Archaebacteria: Pengertian, Ciri, Struktur, Klasifikasi

√ Edu Passed Pass quality & scientific checked by advisor, read our quality control guidelance for more info

Pengertian Archaebacteria

Archaebacteria merupakan suatu sel yang paling kuno atau paling awal yang dekat dengan organisme eukariotik yang memiliki membran inti sel. Archaebacteria merupakan istilah yang berasal dari Yunani berasal dari kata arcaio yang memiliki arti kuno.

Archaebacteria hidup dilingkungan yang keras yang merupakan awal kehidupan di bumi. Archaebacteria adalah organisme yang tertua di bumi dapat juga disebut sebagai bakteri purba.

Karena Archaebacteria hidup di tempat yang keras atau ekstrem, maka Archaebacteria terdiri dari para bakteri yang tahan untuk hidup di tempat tersebut. Contohnya bakteri yang mampu hidup di air panas, bakteri yang hidup di kadar garam yang tinggi, bakteri yang  hidup di kawah gunung, bakteri yang hidup di lahan gambut, dan lainnya.
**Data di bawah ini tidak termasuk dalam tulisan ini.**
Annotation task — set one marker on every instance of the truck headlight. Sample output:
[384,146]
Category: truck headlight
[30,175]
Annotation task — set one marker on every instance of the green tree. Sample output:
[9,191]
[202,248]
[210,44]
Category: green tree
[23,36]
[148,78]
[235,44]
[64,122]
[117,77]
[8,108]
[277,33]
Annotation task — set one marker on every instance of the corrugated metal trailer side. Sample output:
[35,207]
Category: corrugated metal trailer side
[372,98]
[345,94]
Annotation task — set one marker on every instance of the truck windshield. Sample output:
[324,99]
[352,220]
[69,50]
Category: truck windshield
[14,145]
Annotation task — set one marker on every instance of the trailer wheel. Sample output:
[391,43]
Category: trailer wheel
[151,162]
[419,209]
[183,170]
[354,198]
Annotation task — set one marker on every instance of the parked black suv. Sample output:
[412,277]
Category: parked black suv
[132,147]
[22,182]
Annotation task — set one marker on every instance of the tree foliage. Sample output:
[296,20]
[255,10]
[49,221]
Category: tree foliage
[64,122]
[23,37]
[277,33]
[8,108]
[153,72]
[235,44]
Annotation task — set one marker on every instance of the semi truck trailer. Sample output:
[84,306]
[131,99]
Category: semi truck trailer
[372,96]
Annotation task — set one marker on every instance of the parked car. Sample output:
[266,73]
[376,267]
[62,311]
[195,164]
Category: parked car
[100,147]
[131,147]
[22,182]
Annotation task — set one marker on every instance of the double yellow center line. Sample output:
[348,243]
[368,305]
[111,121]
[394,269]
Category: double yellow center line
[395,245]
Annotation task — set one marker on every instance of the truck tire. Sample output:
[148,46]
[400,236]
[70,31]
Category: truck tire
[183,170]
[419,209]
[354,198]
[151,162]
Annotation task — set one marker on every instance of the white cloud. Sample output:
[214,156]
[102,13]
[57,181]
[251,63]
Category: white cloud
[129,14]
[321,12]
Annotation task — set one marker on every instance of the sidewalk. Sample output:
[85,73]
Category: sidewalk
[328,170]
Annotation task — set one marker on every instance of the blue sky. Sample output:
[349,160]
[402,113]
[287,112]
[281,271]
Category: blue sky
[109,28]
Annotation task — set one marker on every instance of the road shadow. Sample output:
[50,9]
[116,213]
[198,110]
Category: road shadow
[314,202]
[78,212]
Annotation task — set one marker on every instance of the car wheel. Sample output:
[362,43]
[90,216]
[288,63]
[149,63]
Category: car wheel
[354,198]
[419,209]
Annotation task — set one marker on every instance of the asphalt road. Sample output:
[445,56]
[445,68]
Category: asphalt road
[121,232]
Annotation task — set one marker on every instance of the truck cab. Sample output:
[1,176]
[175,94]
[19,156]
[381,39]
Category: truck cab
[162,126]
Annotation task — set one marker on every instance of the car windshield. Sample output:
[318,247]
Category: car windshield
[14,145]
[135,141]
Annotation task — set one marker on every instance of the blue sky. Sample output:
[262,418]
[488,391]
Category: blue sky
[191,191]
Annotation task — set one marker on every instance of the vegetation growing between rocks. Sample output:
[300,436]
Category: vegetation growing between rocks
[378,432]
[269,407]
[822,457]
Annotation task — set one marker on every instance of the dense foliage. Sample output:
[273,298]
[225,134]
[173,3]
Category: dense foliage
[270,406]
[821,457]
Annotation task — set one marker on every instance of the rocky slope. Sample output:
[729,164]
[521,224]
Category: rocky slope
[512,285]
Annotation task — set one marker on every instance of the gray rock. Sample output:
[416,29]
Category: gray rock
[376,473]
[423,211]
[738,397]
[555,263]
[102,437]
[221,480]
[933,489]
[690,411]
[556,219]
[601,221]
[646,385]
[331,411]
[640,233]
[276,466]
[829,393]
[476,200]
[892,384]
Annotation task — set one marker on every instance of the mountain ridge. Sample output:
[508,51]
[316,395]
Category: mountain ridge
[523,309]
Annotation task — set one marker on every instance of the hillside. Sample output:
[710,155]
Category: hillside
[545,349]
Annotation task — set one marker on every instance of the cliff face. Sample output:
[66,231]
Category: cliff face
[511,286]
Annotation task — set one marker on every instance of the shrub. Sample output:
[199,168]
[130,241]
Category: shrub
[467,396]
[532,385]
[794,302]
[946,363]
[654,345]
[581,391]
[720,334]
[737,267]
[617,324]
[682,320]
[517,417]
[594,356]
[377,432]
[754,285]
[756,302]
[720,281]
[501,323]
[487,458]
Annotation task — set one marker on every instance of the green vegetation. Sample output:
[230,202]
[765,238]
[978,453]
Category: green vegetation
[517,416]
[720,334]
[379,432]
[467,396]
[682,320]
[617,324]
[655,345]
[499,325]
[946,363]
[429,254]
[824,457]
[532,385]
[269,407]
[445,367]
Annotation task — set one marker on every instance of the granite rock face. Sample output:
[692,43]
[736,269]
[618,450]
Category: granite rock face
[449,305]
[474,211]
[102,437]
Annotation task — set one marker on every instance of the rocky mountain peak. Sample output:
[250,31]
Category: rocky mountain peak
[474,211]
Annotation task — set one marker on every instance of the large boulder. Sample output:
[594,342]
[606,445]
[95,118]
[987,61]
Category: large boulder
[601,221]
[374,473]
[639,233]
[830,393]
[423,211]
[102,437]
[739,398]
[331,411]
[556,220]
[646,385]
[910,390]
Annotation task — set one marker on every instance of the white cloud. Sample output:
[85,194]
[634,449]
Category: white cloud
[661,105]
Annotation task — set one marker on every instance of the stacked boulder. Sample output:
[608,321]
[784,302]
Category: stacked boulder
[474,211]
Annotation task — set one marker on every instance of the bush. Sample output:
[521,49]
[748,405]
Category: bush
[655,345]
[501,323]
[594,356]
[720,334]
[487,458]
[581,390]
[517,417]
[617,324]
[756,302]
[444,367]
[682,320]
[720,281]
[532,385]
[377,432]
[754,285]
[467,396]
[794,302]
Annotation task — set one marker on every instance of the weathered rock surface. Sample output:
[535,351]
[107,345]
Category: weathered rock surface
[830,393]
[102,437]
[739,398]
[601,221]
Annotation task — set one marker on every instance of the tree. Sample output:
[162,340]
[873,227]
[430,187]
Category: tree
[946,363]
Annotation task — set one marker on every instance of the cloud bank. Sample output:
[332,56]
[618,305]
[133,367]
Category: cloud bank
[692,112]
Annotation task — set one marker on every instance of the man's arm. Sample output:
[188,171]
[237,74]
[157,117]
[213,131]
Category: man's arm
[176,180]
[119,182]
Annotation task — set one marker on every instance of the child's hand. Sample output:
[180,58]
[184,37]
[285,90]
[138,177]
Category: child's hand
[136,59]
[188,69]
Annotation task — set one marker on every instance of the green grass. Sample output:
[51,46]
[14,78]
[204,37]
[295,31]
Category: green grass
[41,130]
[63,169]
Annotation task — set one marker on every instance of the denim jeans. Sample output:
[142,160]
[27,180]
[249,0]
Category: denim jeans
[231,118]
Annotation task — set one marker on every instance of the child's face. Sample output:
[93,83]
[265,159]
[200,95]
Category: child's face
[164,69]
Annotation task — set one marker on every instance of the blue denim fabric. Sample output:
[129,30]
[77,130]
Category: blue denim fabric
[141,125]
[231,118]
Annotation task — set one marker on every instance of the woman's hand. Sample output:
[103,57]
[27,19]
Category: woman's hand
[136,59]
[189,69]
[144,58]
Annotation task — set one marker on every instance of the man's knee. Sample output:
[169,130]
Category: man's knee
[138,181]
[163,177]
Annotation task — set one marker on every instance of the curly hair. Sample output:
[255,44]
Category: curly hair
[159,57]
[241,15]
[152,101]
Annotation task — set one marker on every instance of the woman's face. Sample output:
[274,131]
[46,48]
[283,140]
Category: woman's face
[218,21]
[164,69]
Archaebacteria adalah organisme yang memiliki metabolisme energi membentuk gas metana atau CH4 dengan mereduksi karbon dioksida atau CO2. 

Archaebacteria memiliki sifat anaerobik dan juga kemosintetik yang mana dinding sel tidak mengandung peptidoglikan, tetapi membran plasmanya mengandung lipid.

Jenis Archaebacteria

Bakteri archaebacteria hidup di tempat yang ekstrim, maka dari itu terdapat pembagian berdasarkan habitatnya yaitu bakteri metanogen, bakteri halofilik, dan bakteri termoasidofilik 

  • Metanogen

Bakteri yang termasuk dalam metanogen merupakan yang menghasilkan metana dengan cara mereduksi Co2 dan juga H2. Bakteri dapat ditemukan di rawa-rawa yang sedikit oksigen karena bakteri ini termasuk dalam bakteri anaerob obligat atau tidak dapat mentolerir adanya oksigen atau akan teracuni jika terdapat banyak oksigen. 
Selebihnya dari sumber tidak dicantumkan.